Figure 5. Shade plot of square-root transformed data, by species and arranged by sub-treatment (i.e., treatment and temperature). Treatment 1 (blue) is Present Day; Treatment 2 (orange) is Hypoxia; Treatment 3 (green) is OA; Treatment 4 (red) is OA + Hypoxia; Treatment 5 (purple) is Pre-industrial. Filled symbols represent 7°C samples; open symbols represent 9°C samples.
Two morphospecies grew in each container of each treatment. The most abundant ubiquitous morphospecies was a thin cylindrical thecate foraminifer (Figure 6A), which was typically present in high abundances (145–868 total specimens per sample) with a total of 16,554 specimens. This morphotype often, but not always, dominated samples. Basic Local Alignment Search Tool (BLASTN) analysis of a partial SSU rRNA gene fragment (308 nucleotides) recovered from this ubiquitous thecate morphospecies indicated high similarity to the Allogromiidae, with Micrometula sp. being the top score. Thus, we tentatively identify this taxon as Micrometula? sp. This taxon was more abundant in 7°C samples vs. 9°C samples (Figure 6A), and proportionally more dead specimens occurred in warm assemblages compared to cool assemblages. Importantly, however, there were Micrometula? sp. living in all four of the triple-stress assemblages (Treatment 4–9).

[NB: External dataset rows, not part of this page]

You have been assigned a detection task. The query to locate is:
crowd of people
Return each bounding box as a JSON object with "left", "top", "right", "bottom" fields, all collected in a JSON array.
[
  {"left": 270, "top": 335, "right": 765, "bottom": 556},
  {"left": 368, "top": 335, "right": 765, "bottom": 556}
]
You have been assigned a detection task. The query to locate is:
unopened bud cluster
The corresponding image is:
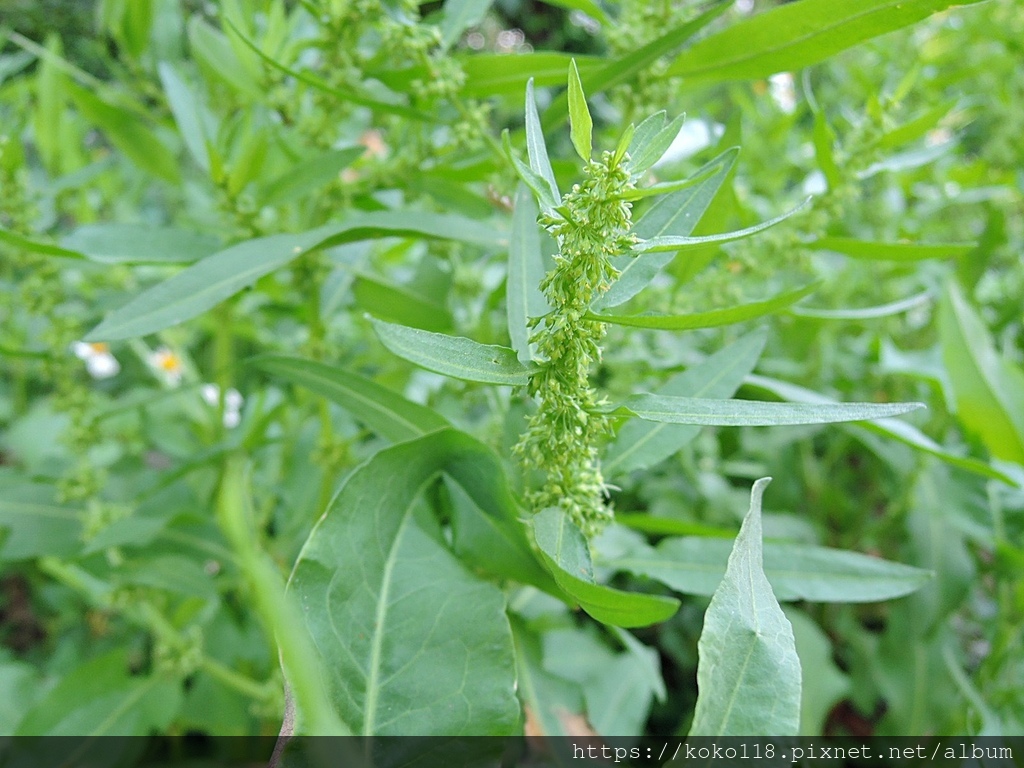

Figure 6. Bubble plots projecting abundances in containers (7°C Total/9°C Live) by morphospecies on 2-D nMDS plots. Bubbles are color coded to treatment; lighter shade represents warmer assemblages. Circle diameter is keyed to abundance. (A) Micrometula? sp., inset includes reflected light micrograph of partial specimen and SEM image of apertural end; (B) Spiroplectammina sp., inset is SEM image. Treatment 1 (blue) is Present Day; Treatment 2 (orange) is Hypoxia; Treatment 3 (green) is OA; Treatment 4 (red) is OA + Hypoxia; Treatment 5 (purple) is Pre-industrial.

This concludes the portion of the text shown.